Die Restverteilung in der Zwangsverwaltung findet – völlig gesetzeskonform – regelmäßig erst einige Zeit nach dem Zuschlag in der Zwangsversteigerung statt und dementsprechend liegen vielfach die rechtlichen Voraussetzungen einer Rückerstattung der Vorschüsse aus der Zwangsverwaltungsmasse vor dem Zuschlagstermin in der Zwangsversteigerung nicht vor.

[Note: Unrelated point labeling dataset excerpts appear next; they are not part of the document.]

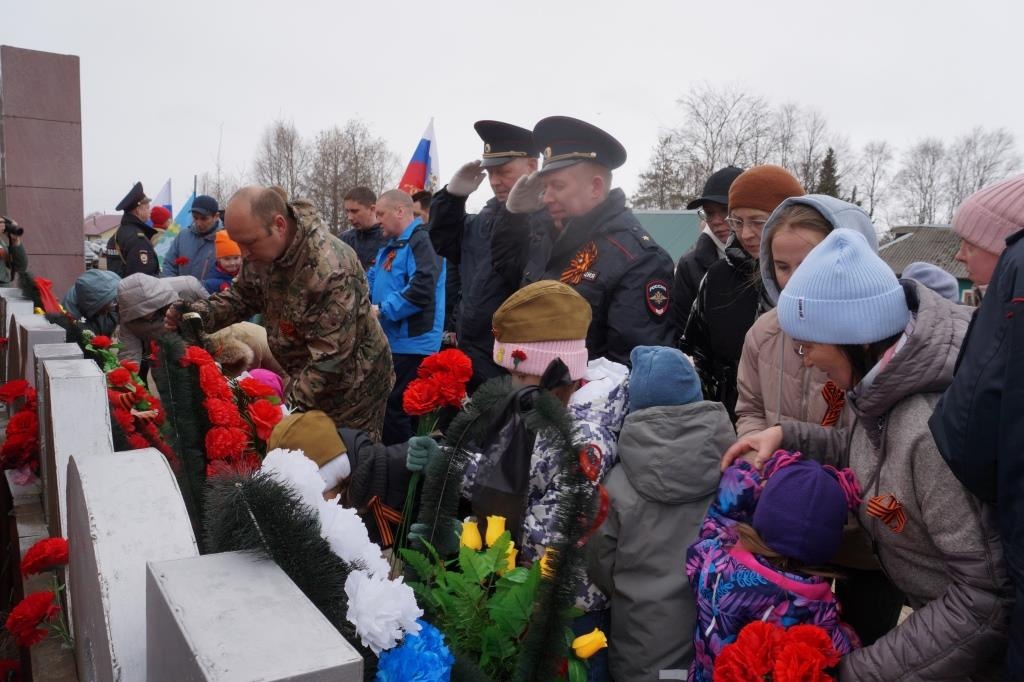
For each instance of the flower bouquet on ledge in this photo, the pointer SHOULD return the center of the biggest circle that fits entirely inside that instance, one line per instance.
(766, 651)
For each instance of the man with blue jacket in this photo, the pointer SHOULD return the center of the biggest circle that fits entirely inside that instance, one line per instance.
(193, 251)
(407, 289)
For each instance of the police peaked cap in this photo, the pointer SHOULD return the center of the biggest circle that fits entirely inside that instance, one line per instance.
(504, 142)
(566, 141)
(132, 199)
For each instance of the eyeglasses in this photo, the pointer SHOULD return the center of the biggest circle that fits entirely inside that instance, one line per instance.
(737, 224)
(714, 215)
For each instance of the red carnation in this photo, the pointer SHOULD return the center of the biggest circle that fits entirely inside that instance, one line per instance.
(451, 360)
(119, 377)
(224, 442)
(26, 617)
(422, 396)
(47, 553)
(221, 413)
(196, 355)
(213, 383)
(13, 390)
(265, 416)
(255, 388)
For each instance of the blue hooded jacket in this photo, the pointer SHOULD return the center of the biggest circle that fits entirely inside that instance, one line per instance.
(199, 249)
(407, 283)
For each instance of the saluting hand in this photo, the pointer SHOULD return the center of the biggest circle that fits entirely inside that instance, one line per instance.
(525, 195)
(466, 179)
(756, 448)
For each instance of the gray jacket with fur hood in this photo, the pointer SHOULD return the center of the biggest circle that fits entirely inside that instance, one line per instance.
(947, 557)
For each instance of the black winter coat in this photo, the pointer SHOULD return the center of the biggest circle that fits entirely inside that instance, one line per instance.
(690, 269)
(133, 242)
(728, 303)
(465, 242)
(366, 244)
(977, 423)
(608, 258)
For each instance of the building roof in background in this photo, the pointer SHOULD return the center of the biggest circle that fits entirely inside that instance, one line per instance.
(930, 244)
(95, 225)
(674, 230)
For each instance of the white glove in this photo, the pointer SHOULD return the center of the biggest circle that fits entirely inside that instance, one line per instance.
(525, 195)
(466, 179)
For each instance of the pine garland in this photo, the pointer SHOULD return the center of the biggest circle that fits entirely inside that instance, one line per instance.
(258, 514)
(182, 399)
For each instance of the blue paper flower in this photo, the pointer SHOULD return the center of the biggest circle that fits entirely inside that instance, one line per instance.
(422, 657)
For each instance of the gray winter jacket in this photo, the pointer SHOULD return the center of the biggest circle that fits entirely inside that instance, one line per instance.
(947, 558)
(140, 295)
(667, 475)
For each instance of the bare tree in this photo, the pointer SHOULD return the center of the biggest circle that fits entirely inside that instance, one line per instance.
(342, 159)
(876, 173)
(976, 160)
(662, 183)
(283, 158)
(920, 181)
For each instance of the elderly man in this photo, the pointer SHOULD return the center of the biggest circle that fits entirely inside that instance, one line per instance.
(595, 245)
(133, 241)
(464, 240)
(312, 293)
(193, 251)
(407, 288)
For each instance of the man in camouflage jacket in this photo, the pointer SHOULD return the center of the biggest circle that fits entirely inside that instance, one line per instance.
(312, 293)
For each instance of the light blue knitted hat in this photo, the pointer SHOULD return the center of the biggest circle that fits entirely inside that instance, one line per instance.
(843, 294)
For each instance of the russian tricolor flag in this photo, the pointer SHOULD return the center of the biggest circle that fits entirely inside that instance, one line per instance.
(422, 170)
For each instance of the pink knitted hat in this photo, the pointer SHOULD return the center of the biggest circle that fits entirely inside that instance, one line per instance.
(987, 217)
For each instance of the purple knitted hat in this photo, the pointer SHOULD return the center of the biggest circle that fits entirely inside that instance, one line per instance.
(803, 508)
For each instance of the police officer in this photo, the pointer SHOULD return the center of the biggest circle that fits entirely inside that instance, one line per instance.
(133, 241)
(593, 242)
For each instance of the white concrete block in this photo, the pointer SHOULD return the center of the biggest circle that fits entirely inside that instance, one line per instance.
(124, 509)
(236, 617)
(11, 361)
(34, 330)
(80, 425)
(45, 352)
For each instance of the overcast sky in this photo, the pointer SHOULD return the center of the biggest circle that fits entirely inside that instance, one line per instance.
(162, 80)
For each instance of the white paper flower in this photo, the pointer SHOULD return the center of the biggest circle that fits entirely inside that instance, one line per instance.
(382, 610)
(346, 534)
(297, 471)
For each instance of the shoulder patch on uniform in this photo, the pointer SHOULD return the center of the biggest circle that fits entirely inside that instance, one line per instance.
(656, 293)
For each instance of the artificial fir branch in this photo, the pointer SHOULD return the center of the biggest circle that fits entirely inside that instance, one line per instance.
(258, 514)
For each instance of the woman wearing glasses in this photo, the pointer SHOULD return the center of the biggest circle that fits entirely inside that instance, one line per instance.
(730, 295)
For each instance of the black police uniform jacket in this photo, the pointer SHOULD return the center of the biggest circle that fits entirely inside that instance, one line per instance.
(133, 243)
(465, 242)
(728, 302)
(609, 259)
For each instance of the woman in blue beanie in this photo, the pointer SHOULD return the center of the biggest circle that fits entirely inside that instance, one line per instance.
(892, 346)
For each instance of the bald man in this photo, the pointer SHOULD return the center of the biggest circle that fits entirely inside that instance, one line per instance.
(315, 304)
(407, 287)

V. Aufhebung der Zwangsverwaltung gem. § 161 Abs. 3 ZVG
Folge der nicht fristgerechten Leistung vom Gericht festgesetzter Vorschüsse ist die Aufhebung des Verfahrens. Zwar ist § 161 Abs. 3 ZVG nur als Kann-Vorschrift formuliert.
Es ist aber kaum ein Fall vorstellbar, in dem das Gericht ermessensfehlerfrei von einer Aufhebung absehen kann, wenn erforderliche Vorschüsse nicht geleistet werden. Denn sonst würden ggf. vorsätzlich nicht gedeckte Verbindlichkeiten begründet (Eingehungsbetrug) oder – ebenso pflichtwidrig – notwendige Maßnahmen nicht ergriffen, weil die Massedeckung fehlt.